Liz Greene is a seminal figure in psychological and mythic astrology, widely credited with establishing a rigorous bridge between depth psychology and astrological symbolism.

Trained as a Jungian analyst at the C

G. Jung Institute in Zürich, she co-founded the Centre for Psychological Astrology (CPA) in London, which became a formative hub for integrating Jungian theory, mythology, and chart interpretation into a coherent pedagogical program (Centre for Psychological Astrology, n.d.). Greene’s early books—Relating: An Astrological Guide to Living with Others on a Small Planet, Saturn: A New Look at an Old Devil, and The Astrology of Fate—introduced generations of readers and practitioners to a nuanced, psychologically literate approach that treated the horoscope as a symbolic map of development rather than a deterministic script (Greene, 1977; Greene, 1976; Greene, 1984).
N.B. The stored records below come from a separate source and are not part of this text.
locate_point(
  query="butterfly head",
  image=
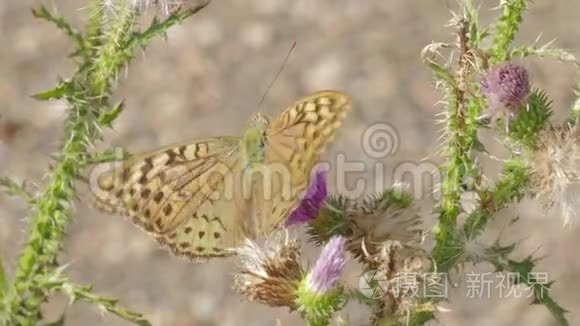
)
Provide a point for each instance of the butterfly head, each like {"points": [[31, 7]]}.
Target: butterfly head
{"points": [[254, 141], [260, 122]]}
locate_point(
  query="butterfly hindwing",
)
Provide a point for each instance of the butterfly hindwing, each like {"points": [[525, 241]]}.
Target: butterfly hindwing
{"points": [[294, 143], [196, 198]]}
Historically, her work emerged from the late-20th-century revival of modern astrology influenced by humanistic currents (e.g., Dane Rudhyar), the rediscovery of Jung’s archetypal psychology, and a growing appetite for depth-oriented counseling methods within astrological practice (Rudhyar, 1970; Jung, 1952). Greene’s later scholarly contributions on Jung’s use of astrology, notably Jung’s Studies in Astrology: Prophecy, Magic, and the Qualities of Time, further solidified her reputation as both practitioner and scholar, placing astrological symbolism within broader intellectual and cultural histories (Greene, 2018).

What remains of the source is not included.